Bagian 7

521 31 0
                                    

Aku bingung melihat banyak tihang-tihang kecil untuk menyangga tenda. Sebelumnya aku memang belum pernah sama sekali mendirikan tenda. Dulu saja waktu masa-masa camping di pramuka, aku biasanya hanya diam saja. Saat sudah beres memasangnya barulah aku masuk dan memilih tempat yang paling nyaman untuk tidur.

Saat masih mengutak-atik tihang-tihang kecil, aku terkejut melihat Ghifari telah kembali. Dengan segera aku menyusun semuanya, takut dimarahi dan diejek karena belum mendirikan tenda. Ia menyimpan kayu-kayu bakar itu ditumpukan dengan teman-teman lainnya dan berlari menghampiriku. Aku semakin gugup. Aku lalu berdiri dan menghadap kepadanya. Kusimpan semuanya di atas rumput.

"Maaf kak, Arno gak bisa pasang tendanya"

"Terus dari tadi lo ngapain aja? Lo gigitin tendanya? Masa bikin tenda aja gak bisa si lo?"

"Arno belum pernah buat tenda sebelumnya kak. Jadi gak bisa"

"Bilang dong dari tadi. Udah biar sekalian gue aja yang ajarin. Supaya nanti lo bisa buat tenda sendiri kalau lagi camping."

Dia mulai mengambil alih, aku memberikan tihang-tihang penyangga kepadanya. Ia lalu menyusun semuanya. Aku berdiri tak jauh darinya. Memperhatikan Ghifari yang sibuk sendiri. Sambil menyusun, ia juga berbicara. Memberikan arahan kepadaku setiap langkah mendirikan tenda. Aku mengamatinya, tidak terlalu fokus sih. Aku malah memperhatikan wajahnya yang berpeluh. Tampan sekali.

Akhirnya tendaku telah berdiri. Cukup besar untuk kami berdua. Ghifari membereskan barang-barangnya ke dalam tenda. Aku malah diam di luar. Entah kenapa aku jadi gugup. Membayangkan akan tidur bersisian dengan Ghifari.

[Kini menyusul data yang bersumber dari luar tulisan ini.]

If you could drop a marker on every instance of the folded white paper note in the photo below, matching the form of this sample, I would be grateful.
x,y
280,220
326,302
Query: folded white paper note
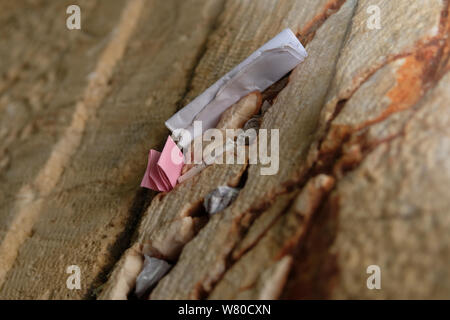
x,y
260,70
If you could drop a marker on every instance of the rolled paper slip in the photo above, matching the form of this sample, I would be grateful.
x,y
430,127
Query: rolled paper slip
x,y
260,70
163,168
154,269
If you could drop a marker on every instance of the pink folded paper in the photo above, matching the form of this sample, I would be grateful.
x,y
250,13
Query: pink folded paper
x,y
163,168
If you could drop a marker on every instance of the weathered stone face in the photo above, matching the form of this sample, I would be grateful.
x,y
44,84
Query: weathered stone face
x,y
364,142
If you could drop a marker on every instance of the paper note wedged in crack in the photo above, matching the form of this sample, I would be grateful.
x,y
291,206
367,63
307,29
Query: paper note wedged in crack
x,y
260,70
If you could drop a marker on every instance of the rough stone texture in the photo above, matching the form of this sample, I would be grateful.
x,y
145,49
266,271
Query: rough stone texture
x,y
364,170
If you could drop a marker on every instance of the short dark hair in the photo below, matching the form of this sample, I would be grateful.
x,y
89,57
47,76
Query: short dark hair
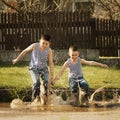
x,y
73,48
46,37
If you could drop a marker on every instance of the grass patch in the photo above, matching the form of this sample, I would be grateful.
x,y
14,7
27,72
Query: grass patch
x,y
18,77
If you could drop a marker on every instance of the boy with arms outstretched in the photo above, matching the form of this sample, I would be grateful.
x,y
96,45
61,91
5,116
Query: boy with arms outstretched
x,y
41,53
74,64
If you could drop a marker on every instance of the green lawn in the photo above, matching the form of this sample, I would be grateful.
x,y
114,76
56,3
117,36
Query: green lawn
x,y
17,76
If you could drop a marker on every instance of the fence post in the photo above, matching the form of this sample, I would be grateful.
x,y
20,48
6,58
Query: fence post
x,y
93,33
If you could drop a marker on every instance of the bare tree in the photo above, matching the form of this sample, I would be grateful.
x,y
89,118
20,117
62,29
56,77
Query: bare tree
x,y
109,9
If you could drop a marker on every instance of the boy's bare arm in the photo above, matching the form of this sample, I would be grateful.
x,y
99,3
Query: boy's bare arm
x,y
93,63
23,53
51,64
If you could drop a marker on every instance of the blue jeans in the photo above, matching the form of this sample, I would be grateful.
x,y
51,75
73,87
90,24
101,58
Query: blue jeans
x,y
73,84
36,73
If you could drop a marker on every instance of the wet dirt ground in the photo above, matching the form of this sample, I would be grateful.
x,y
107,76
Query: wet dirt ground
x,y
59,112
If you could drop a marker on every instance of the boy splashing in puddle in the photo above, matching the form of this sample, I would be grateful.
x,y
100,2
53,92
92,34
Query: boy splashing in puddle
x,y
41,53
74,63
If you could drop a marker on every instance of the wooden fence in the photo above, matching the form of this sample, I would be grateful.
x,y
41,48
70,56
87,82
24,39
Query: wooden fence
x,y
17,31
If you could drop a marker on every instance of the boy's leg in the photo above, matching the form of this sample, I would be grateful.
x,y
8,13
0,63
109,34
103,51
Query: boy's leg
x,y
74,89
36,84
84,85
73,85
45,76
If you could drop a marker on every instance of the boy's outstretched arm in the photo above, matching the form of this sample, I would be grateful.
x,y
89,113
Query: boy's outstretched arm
x,y
93,63
23,53
60,73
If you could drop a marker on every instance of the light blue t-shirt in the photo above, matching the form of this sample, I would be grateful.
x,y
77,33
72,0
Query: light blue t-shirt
x,y
39,58
75,70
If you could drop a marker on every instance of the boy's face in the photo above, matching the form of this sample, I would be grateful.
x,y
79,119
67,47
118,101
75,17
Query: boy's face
x,y
73,54
44,43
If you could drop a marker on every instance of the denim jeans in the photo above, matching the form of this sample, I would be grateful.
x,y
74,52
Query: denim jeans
x,y
73,84
36,74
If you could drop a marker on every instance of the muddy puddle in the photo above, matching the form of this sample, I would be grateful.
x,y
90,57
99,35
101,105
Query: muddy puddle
x,y
59,109
58,112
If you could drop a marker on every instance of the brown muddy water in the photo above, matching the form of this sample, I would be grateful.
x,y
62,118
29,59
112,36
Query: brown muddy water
x,y
59,112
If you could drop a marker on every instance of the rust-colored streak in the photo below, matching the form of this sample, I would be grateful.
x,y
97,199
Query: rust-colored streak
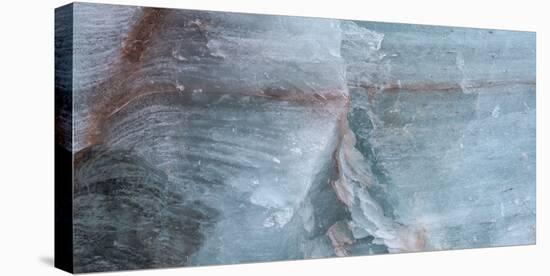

Berkali-kali aku menelan ludah karenanya. Setelah beres dengan barang-barangnya ia menyuruhku untuk masuk ke dalam tenda.

"Udah masuk sini" katanya.

Saat itu diriku semakin gugup. Aku berjelan mendekati tenda lalu masuk dan menyimpan tasku sejauh mungkin darinya. Aku tidak mau ia melihat kegugupanku.

"Jangan di ujung, ngalangin jalan tau" katanya lagi sambil tidak melihat ke arahku.

"ya-iya maaf" Aku meminta maaf.

Aku berjalan dengan bertumpu pada lututku. Memposisikan tasku di samping tasnya. Aku sudah tidak tahu lagi seberapa merahnya wajahku.

"Gue mau rebahan dulu yak" Ia merebahkan tubuhnya lalu menutup mata. Berlaga seperti oang yang tidur.

Posisiku semakin kikuk jadinya. Aku duduk bertekuk lutut sambil menatap ke luar. Mengalihkan pandanganku yang akan liar jika tidak seperti itu.

"Lo daripada diem mendingan bantuin temen-temen gue yang lain ambil air gih"

Mendengar ia menyuruhku seperti itu, aku menjadi lega. Akhirnya aku bisa lepas dari kecanggungan yang kurasakan.

"Eh? Oh iya kak. Ya udah Arno keluar dulu kalau gitu ya"

"Iya sana gih, jangan ganggu gue tidur"

Buru-buru aku keluar tanpa menoleh lagi kepadanya. Aku bernafas lega, membuang semua kegugupan yang ada pada diriku.

Aku berjalan menuju tenda utama teman-temannya Ghifari. Ikut bergabung bersama mereka. Mereka cukup menerimaku dengan baik. Tak ada satupun orang yang jahil atau meledekku. Setelah sedikit bercengkrama, aku membantu mereka untuuk mengambil air di sungai. Kebetulan saat itu aku ditugaskan dengan Agam.

Berbicara mengenai Agam, saat di dalam bus tadi ia banyak berbicara kepadaku. Mulai dari kehidupan keluarga dan lain sebagainya. Bahkan dia juga berbicara kepadaku mengenai kehidupan cintanya. Agam itu anak sulung dari dua bersaudara. Ia memiliki adik kecil, namanya Linda. Usianya masih enam tahun dan baru saja masuk kelas satu SD.